# Benchmarking and Evaluation

Finally, we will rigorously evaluate and compare the performance of our finetuned model against the base model and a powerful proprietary model (Gemini Pro).

**Process:**
1.  **Define a Test Set:** We will create a small, representative set of questions to evaluate the models on.
2.  **Load All Models:** We'll load three distinct models:  
    a. The original, pre-trained base model (`Llama-3-8B`).  
    b. Our finetuned model (Base model + our trained LoRA adapters).  
    c.
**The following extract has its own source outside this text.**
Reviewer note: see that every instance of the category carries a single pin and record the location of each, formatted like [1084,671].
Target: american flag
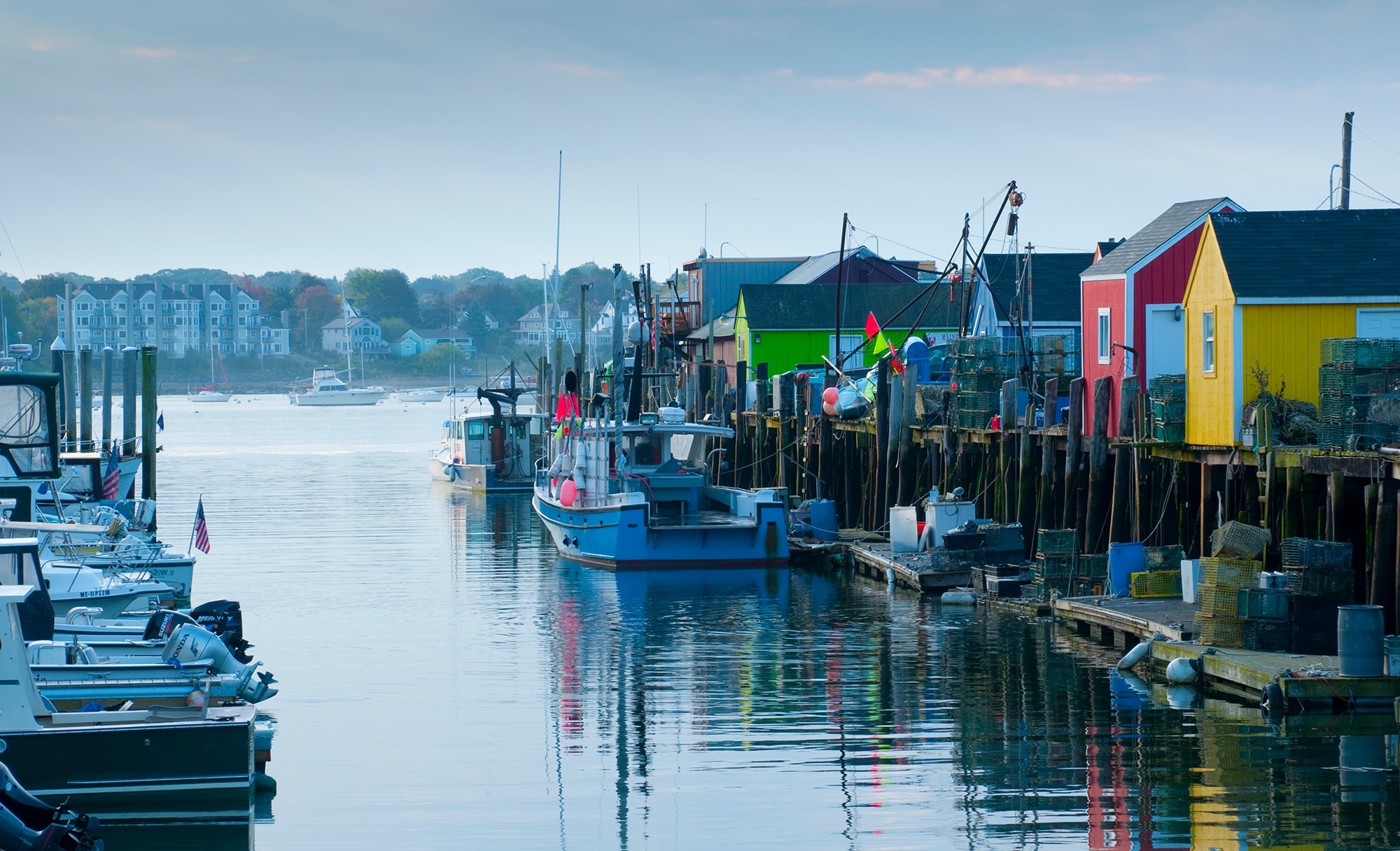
[113,479]
[201,530]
The Gemini Pro model via API.  
3.  **Generate Responses:** For each question, we will generate an answer from all three models using the same RAG context.
4.  **Compare Results:** We will collate the responses into a Pandas DataFrame for a clear, side-by-side qualitative comparison.

In [1]:
import gc
import os
import yaml
import pandas as pd
from tqdm import tqdm

from peft import PeftModel
from transformers import AutoModelForCausalLM, AutoTokenizer, BitsAndBytesConfig, pipeline

import torch
torch.cuda.empty_cache()

import sys
sys.path.append(os.path.abspath(os.path.join(os.getcwd(), '..')))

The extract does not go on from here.